Thursday, August 21, 2008

Music & Religion

There is a rumor that has been circulating that Apple is going to be introducing a music subscription service like Rhapsody. I don't know if it is true, but hope that it is. I love music subscription services, and am a current subscriber to Rhapsody, but I would switch to Apple in a minute so I could use my neat iPod with it.

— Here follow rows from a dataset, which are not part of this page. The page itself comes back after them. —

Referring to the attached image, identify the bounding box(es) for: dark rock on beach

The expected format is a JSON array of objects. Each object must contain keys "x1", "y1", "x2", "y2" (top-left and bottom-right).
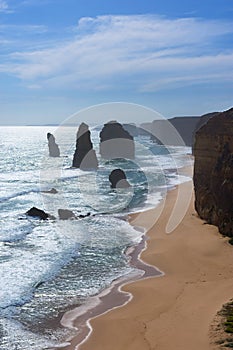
[
  {"x1": 109, "y1": 169, "x2": 131, "y2": 188},
  {"x1": 100, "y1": 120, "x2": 135, "y2": 159},
  {"x1": 72, "y1": 123, "x2": 98, "y2": 170},
  {"x1": 47, "y1": 132, "x2": 60, "y2": 157},
  {"x1": 26, "y1": 207, "x2": 55, "y2": 220},
  {"x1": 194, "y1": 108, "x2": 233, "y2": 237}
]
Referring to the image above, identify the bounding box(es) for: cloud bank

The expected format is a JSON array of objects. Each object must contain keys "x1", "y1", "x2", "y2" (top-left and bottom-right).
[{"x1": 0, "y1": 14, "x2": 233, "y2": 92}]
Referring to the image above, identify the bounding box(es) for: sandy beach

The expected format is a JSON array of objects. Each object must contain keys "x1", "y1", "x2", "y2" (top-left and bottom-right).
[{"x1": 58, "y1": 173, "x2": 233, "y2": 350}]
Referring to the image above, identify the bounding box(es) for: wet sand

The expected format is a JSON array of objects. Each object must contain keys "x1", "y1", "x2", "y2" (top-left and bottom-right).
[{"x1": 53, "y1": 173, "x2": 233, "y2": 350}]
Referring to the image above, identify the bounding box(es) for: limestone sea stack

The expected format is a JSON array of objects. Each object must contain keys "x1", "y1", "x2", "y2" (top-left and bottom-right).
[
  {"x1": 100, "y1": 120, "x2": 135, "y2": 159},
  {"x1": 47, "y1": 132, "x2": 60, "y2": 157},
  {"x1": 194, "y1": 108, "x2": 233, "y2": 237},
  {"x1": 72, "y1": 123, "x2": 98, "y2": 170}
]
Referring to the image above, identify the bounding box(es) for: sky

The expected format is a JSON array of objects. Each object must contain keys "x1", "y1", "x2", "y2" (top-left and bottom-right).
[{"x1": 0, "y1": 0, "x2": 233, "y2": 125}]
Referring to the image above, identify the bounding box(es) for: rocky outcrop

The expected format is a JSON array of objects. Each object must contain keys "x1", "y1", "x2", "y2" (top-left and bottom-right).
[
  {"x1": 109, "y1": 169, "x2": 131, "y2": 188},
  {"x1": 47, "y1": 132, "x2": 60, "y2": 157},
  {"x1": 58, "y1": 209, "x2": 91, "y2": 220},
  {"x1": 58, "y1": 209, "x2": 76, "y2": 220},
  {"x1": 194, "y1": 108, "x2": 233, "y2": 237},
  {"x1": 72, "y1": 123, "x2": 98, "y2": 170},
  {"x1": 26, "y1": 207, "x2": 55, "y2": 220},
  {"x1": 100, "y1": 120, "x2": 135, "y2": 159}
]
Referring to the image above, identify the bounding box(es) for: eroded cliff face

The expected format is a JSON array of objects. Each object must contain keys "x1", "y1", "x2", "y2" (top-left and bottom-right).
[{"x1": 194, "y1": 108, "x2": 233, "y2": 237}]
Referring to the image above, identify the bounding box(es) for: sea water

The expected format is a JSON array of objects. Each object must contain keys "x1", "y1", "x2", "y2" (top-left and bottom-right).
[{"x1": 0, "y1": 126, "x2": 190, "y2": 350}]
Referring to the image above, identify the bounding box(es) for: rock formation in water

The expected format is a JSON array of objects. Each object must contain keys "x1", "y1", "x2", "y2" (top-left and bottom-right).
[
  {"x1": 72, "y1": 123, "x2": 98, "y2": 170},
  {"x1": 58, "y1": 209, "x2": 76, "y2": 220},
  {"x1": 41, "y1": 188, "x2": 58, "y2": 194},
  {"x1": 194, "y1": 108, "x2": 233, "y2": 237},
  {"x1": 100, "y1": 120, "x2": 135, "y2": 159},
  {"x1": 26, "y1": 207, "x2": 55, "y2": 220},
  {"x1": 47, "y1": 132, "x2": 60, "y2": 157},
  {"x1": 109, "y1": 169, "x2": 131, "y2": 188}
]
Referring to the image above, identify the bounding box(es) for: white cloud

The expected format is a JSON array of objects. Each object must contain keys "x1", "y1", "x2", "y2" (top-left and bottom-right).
[{"x1": 0, "y1": 15, "x2": 233, "y2": 91}]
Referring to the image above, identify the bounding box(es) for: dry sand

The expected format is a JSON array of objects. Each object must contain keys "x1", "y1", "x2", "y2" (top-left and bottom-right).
[{"x1": 62, "y1": 175, "x2": 233, "y2": 350}]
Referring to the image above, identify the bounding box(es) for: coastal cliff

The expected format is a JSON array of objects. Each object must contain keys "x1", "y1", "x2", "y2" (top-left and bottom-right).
[{"x1": 194, "y1": 108, "x2": 233, "y2": 237}]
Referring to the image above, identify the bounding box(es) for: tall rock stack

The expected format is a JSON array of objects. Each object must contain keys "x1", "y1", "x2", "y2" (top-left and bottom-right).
[
  {"x1": 47, "y1": 132, "x2": 60, "y2": 157},
  {"x1": 72, "y1": 123, "x2": 98, "y2": 170},
  {"x1": 100, "y1": 120, "x2": 135, "y2": 159},
  {"x1": 194, "y1": 108, "x2": 233, "y2": 237}
]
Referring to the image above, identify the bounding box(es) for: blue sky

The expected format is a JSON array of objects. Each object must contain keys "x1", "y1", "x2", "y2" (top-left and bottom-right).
[{"x1": 0, "y1": 0, "x2": 233, "y2": 125}]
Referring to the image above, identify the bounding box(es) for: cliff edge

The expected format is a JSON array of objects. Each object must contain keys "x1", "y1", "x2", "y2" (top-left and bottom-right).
[{"x1": 193, "y1": 108, "x2": 233, "y2": 237}]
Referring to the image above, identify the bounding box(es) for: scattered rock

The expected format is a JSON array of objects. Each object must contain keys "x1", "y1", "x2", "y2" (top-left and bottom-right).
[
  {"x1": 100, "y1": 120, "x2": 135, "y2": 159},
  {"x1": 109, "y1": 169, "x2": 131, "y2": 188},
  {"x1": 72, "y1": 123, "x2": 98, "y2": 170},
  {"x1": 47, "y1": 132, "x2": 60, "y2": 157},
  {"x1": 26, "y1": 207, "x2": 55, "y2": 220}
]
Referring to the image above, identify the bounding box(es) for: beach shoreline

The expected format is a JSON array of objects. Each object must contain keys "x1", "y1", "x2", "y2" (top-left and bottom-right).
[{"x1": 49, "y1": 165, "x2": 233, "y2": 350}]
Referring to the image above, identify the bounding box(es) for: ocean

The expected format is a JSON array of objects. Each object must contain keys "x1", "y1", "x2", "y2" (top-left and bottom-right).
[{"x1": 0, "y1": 126, "x2": 191, "y2": 350}]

But what triggered me wanting to write about this was not the rumor, but the reaction to the rumor by certain quarters. Specifically, whenever you read about subscription services, you always read vehement and angry comments from people that don't like the idea of subscriptions. It is certainly fine to not want it for yourself. But what is odd to me is the anger that said people have at the idea that I might want something different.

It's fascinating that this response always comes from the "free" music crowd, and yet I am confident, if they had a magic wand, they would make such services illegal, or so socially or politically unacceptable that they would not be offered.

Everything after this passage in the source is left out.